I was in my 9th year of education in the United States, attending a private Catholic school. Though I was never Catholic, I had been expelled from the public school system 4 years prior. So, private school was the solution. At the time I considered myself Wiccan. It felt truest to my search for truth.


Our uniforms were mandated to be white button-up shirts for boys & girls, khaki or black slacks, skirts were allowed as long as they were no higher than 3” above the knee and worn by girls. Jewelry had no specific mandates in our school handbook, I know because it soon became my pleasure to spend many days in detention writing the handbook over and over as punishment.


A Pentagram Necklace



A course in Religion was required each year until you matriculate. For 9th years, it was Hebrew Scriptures. My jewelry of choice that day was a pentagram necklace that I had found in my devout Christian grandmother’s belongings – more on that mystery later. The teacher reached out and lifted it with their finger, and looked at me intently. Was I going to be in trouble? I expected it—I wasn’t usually bold enough to wear such an openly defiant symbol. “We’ll have to talk about this.”


Not missing a beat, I asked them one of my long-standing questions on Christianity, but by no means the first question. “I’d love to. The Bible states we are to pray for and love our enemies. With that understanding, should we also pray for the devil? And what would happen if he did repent?”


They didn’t respond. Shouldn’t there be an immediate answer? Shouldn’t that answer be yes? Shouldn’t the next answer be forgiveness?

It was promised we would talk about it, but that never happened. But in my interpretation of the faith, Satan could be redeemed. Because, if god was all loving and all powerful, surely he knew the way Satan could find a path to Heaven again. Moreso, If god is all knowing, he knew Satan would rebel. Why create him at all?” gained footing speedily.


The harsher thoughts hadn’t come yet—the ones about a god who creates souls knowing they'll face infinite punishment for finite mistakes. But this moment laid the track for those thoughts to arrive.


And so, by being sympathetic to the Devil’s cause, I began to further delve into Christian Doctrine. I studied Wicca for a few more years, but eventually recognized it was not what I was to finally find much later in life, Satanism.
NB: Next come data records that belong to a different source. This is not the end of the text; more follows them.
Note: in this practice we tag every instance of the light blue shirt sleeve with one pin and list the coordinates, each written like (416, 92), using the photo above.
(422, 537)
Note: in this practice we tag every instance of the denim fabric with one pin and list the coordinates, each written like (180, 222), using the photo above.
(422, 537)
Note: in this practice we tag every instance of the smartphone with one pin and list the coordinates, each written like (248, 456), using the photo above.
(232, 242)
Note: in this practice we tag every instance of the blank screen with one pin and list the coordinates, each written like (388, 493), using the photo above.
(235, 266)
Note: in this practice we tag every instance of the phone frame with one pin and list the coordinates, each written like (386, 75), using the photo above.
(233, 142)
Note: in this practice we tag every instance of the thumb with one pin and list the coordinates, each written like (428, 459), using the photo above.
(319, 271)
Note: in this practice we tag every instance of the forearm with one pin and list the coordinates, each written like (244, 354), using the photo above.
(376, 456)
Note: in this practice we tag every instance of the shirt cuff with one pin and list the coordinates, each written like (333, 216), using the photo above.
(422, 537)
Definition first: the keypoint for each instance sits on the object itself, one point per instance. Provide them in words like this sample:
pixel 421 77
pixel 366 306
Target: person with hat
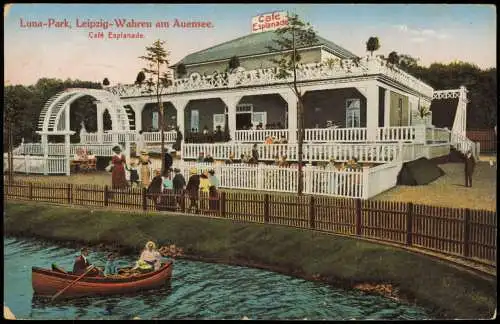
pixel 118 178
pixel 193 188
pixel 150 258
pixel 145 163
pixel 212 190
pixel 179 184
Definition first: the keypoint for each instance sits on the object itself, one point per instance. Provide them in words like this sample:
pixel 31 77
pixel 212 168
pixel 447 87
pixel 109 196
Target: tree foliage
pixel 140 78
pixel 372 45
pixel 158 78
pixel 481 84
pixel 296 35
pixel 393 58
pixel 181 70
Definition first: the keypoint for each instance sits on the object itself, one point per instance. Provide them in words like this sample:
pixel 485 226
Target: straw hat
pixel 151 244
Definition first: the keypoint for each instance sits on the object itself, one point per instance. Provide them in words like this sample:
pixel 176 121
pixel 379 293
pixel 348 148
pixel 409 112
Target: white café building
pixel 354 106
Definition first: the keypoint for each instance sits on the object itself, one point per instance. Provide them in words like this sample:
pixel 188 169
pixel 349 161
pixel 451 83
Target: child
pixel 110 268
pixel 134 174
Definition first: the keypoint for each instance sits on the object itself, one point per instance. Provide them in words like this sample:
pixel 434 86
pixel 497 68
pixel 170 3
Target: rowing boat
pixel 49 282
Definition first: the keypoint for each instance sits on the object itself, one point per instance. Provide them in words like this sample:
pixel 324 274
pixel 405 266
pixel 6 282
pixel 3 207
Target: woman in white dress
pixel 150 258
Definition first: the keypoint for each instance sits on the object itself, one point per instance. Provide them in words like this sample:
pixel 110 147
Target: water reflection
pixel 197 291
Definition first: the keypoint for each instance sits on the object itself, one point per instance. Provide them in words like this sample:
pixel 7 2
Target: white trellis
pixel 55 118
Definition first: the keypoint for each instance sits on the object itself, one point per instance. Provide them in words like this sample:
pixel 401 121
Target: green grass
pixel 444 290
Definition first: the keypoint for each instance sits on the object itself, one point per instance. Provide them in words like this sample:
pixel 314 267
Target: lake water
pixel 197 291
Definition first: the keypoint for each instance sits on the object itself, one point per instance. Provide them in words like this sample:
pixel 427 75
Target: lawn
pixel 446 191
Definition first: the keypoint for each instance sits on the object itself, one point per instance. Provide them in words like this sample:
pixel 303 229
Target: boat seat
pixel 58 269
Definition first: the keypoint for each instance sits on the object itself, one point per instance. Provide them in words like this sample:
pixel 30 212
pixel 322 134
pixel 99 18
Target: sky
pixel 432 33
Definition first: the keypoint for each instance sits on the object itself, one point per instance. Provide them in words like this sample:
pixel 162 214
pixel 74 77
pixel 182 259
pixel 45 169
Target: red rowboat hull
pixel 48 283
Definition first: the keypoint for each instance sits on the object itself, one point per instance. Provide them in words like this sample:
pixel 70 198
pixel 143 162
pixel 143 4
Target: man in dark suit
pixel 470 163
pixel 81 264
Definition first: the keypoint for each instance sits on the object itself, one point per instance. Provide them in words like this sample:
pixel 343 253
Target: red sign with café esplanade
pixel 269 21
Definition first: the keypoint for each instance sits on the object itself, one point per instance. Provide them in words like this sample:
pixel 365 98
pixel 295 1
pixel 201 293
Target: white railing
pixel 437 150
pixel 351 135
pixel 259 135
pixel 376 152
pixel 335 134
pixel 155 137
pixel 381 178
pixel 37 165
pixel 333 182
pixel 394 134
pixel 306 72
pixel 437 135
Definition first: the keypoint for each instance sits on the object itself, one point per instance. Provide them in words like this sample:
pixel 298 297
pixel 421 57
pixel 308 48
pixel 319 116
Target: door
pixel 243 121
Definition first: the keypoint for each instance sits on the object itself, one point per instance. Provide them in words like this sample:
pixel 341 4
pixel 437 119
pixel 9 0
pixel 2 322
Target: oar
pixel 72 283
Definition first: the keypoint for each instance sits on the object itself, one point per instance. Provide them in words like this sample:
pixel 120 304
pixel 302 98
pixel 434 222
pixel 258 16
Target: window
pixel 154 123
pixel 195 120
pixel 353 113
pixel 244 108
pixel 259 117
pixel 219 120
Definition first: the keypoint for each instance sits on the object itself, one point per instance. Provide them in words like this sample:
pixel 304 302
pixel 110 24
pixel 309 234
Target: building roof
pixel 253 44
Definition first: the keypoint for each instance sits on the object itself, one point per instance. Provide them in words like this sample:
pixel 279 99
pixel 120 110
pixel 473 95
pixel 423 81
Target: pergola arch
pixel 51 121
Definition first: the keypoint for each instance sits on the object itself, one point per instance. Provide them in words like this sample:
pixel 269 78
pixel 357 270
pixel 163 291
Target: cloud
pixel 420 35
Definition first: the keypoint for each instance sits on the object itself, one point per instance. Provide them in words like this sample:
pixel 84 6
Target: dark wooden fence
pixel 486 138
pixel 466 233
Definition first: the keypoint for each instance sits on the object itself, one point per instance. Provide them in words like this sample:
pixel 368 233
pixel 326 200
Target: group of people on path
pixel 168 192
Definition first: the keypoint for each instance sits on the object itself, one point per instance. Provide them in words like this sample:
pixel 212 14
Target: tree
pixel 295 35
pixel 140 78
pixel 158 79
pixel 393 58
pixel 372 44
pixel 181 70
pixel 234 63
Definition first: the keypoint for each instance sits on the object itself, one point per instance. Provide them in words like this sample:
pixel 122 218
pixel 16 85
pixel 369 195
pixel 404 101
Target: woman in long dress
pixel 118 179
pixel 145 162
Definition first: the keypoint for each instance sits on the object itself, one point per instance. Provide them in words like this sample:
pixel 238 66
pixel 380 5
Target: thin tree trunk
pixel 10 159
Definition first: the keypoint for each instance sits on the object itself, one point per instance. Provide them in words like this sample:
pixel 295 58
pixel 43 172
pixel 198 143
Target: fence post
pixel 311 213
pixel 266 208
pixel 409 224
pixel 144 199
pixel 466 232
pixel 358 216
pixel 223 204
pixel 69 193
pixel 183 201
pixel 106 193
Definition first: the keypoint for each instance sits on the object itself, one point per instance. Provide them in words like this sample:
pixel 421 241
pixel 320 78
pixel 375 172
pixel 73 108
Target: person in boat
pixel 110 267
pixel 82 263
pixel 150 258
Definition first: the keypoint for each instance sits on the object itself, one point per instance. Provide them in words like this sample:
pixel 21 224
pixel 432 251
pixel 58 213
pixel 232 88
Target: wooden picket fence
pixel 466 233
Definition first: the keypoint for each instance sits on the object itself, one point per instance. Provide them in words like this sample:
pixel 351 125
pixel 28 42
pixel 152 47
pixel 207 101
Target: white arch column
pixel 138 107
pixel 371 92
pixel 291 100
pixel 100 123
pixel 180 105
pixel 231 101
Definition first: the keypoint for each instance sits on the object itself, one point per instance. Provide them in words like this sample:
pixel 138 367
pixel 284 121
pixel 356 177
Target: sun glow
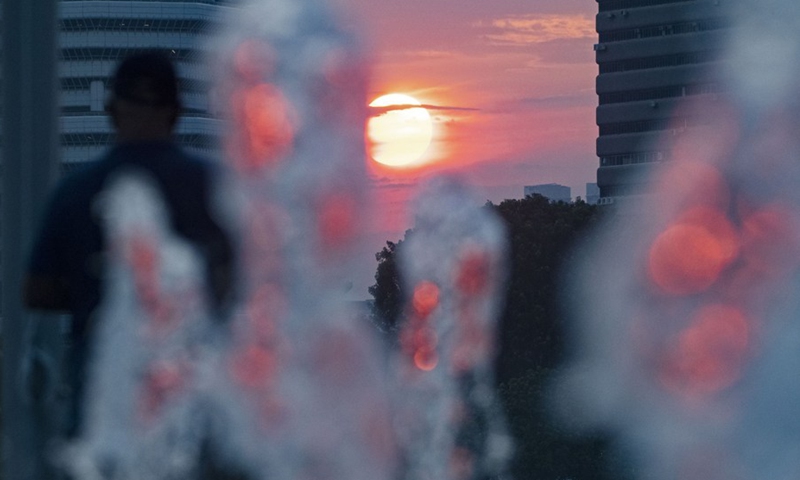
pixel 399 133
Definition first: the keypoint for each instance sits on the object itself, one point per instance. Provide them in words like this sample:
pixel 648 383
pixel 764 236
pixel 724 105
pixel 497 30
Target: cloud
pixel 521 30
pixel 390 108
pixel 584 98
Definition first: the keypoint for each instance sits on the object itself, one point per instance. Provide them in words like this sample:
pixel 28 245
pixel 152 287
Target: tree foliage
pixel 542 237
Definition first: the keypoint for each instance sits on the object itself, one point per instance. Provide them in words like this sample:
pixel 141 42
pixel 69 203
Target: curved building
pixel 651 54
pixel 96 35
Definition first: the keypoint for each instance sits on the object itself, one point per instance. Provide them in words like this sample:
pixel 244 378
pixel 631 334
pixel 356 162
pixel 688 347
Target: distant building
pixel 592 193
pixel 651 54
pixel 553 191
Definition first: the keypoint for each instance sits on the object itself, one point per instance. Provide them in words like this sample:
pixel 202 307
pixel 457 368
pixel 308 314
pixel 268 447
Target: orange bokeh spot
pixel 425 298
pixel 709 355
pixel 266 125
pixel 689 255
pixel 254 366
pixel 426 359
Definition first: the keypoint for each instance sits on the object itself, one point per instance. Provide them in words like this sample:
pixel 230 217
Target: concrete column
pixel 29 165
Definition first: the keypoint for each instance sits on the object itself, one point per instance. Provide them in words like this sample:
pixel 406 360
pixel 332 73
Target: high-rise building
pixel 553 191
pixel 651 55
pixel 95 35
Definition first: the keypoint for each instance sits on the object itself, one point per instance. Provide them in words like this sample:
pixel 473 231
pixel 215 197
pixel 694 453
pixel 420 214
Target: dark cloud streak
pixel 392 108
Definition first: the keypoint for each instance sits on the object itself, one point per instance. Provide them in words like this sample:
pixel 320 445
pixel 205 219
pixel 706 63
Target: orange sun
pixel 400 134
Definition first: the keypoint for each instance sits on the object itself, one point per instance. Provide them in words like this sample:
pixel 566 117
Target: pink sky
pixel 523 72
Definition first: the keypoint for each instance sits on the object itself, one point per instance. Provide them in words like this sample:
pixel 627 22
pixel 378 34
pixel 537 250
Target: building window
pixel 642 126
pixel 134 25
pixel 631 158
pixel 658 31
pixel 658 93
pixel 115 54
pixel 658 62
pixel 606 5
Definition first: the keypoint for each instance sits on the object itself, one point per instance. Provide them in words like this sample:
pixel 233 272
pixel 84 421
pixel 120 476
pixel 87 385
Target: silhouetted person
pixel 67 264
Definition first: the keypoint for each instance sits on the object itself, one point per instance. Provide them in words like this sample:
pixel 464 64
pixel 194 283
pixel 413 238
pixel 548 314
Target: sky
pixel 513 80
pixel 513 83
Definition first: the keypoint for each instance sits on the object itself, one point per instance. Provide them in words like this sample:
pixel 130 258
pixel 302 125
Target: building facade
pixel 651 55
pixel 95 35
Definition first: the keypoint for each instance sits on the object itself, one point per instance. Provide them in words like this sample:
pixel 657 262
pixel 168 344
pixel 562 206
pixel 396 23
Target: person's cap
pixel 147 78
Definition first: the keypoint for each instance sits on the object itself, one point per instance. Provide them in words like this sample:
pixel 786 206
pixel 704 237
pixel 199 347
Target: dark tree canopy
pixel 542 238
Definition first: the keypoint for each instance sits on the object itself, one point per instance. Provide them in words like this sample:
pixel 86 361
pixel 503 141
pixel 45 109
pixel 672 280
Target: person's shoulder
pixel 83 175
pixel 199 163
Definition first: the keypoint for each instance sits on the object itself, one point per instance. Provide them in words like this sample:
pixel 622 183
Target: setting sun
pixel 400 133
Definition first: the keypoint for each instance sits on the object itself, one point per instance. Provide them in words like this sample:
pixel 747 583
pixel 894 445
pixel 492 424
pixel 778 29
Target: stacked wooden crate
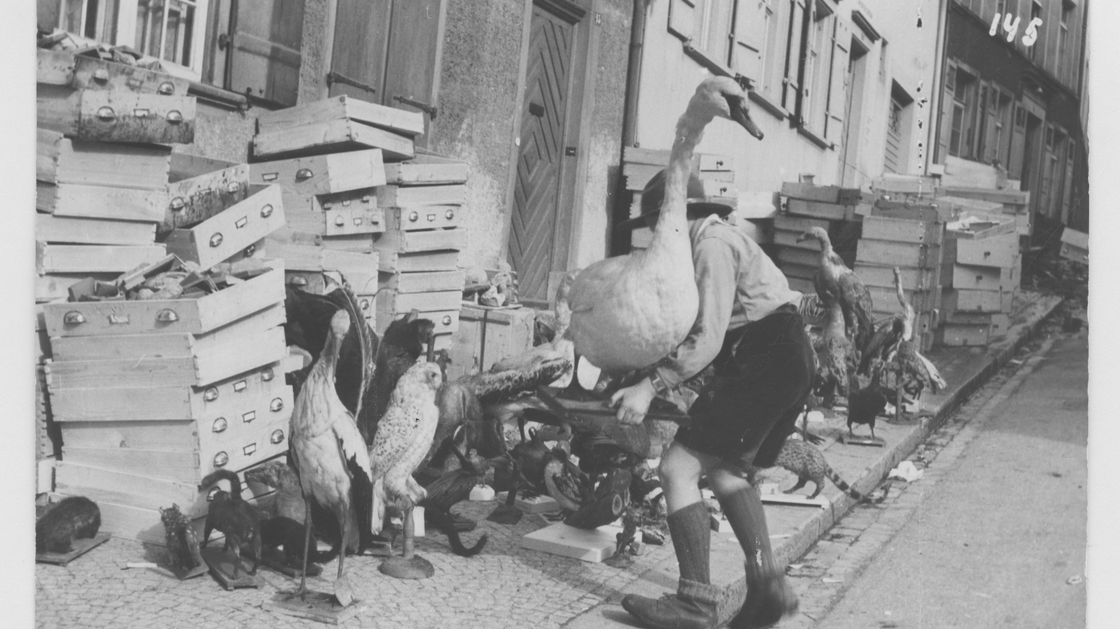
pixel 805 206
pixel 982 272
pixel 152 395
pixel 422 200
pixel 717 172
pixel 101 177
pixel 907 234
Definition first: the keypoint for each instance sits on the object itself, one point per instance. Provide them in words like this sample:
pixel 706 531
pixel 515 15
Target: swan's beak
pixel 740 113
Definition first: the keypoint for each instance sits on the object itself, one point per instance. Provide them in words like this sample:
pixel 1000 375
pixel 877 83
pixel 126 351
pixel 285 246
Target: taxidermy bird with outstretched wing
pixel 834 282
pixel 402 440
pixel 630 311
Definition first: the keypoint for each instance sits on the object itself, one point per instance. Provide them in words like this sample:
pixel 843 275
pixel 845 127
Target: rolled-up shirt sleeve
pixel 716 272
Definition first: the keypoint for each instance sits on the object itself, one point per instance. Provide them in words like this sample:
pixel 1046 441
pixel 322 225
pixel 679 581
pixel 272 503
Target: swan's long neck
pixel 673 216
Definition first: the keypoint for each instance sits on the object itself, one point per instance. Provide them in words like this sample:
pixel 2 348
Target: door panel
pixel 535 207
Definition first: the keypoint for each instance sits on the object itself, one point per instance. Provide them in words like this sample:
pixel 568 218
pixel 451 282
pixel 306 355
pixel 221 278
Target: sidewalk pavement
pixel 505 585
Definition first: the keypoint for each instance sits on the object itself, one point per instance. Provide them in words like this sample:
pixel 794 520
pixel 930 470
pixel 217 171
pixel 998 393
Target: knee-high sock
pixel 691 532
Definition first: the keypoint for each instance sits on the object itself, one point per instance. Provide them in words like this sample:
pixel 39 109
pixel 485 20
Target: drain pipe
pixel 619 242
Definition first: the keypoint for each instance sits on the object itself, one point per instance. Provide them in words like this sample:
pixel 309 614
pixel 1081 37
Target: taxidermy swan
pixel 630 311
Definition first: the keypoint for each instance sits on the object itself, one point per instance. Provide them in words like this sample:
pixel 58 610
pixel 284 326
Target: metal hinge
pixel 430 110
pixel 335 77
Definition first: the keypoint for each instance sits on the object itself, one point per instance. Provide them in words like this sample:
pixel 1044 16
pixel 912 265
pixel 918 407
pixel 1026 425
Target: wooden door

I consider this interaction the true defining moment on my path to deconstruction, because I, a teenager, considered myself a victor over my religion teacher.


I couldn’t get the story of Jesus & Nicodemus out of my head, when Nicodemus asks a question to Jesus, and Jesus responded “Art thou a master of Israel, and knowest not these things?” Were they not a master of Catholicism, and they knew not an immediate answer? I would come to find out that many church leaders lacked answers. They were men who shouted the word, but didn’t comprehend or contemplate its meaning.


I plan to share more of my story—not just for my own healing, but for those who’ve questioned quietly and never heard an answer. If nothing else, maybe they'll know they weren’t the only ones asking.


Questions to consider for yourself:

      Should we pray for the devil?
      If so, could he be forgiven?
      If not, what does that say about grace?
      And why would god create a being bound to fall?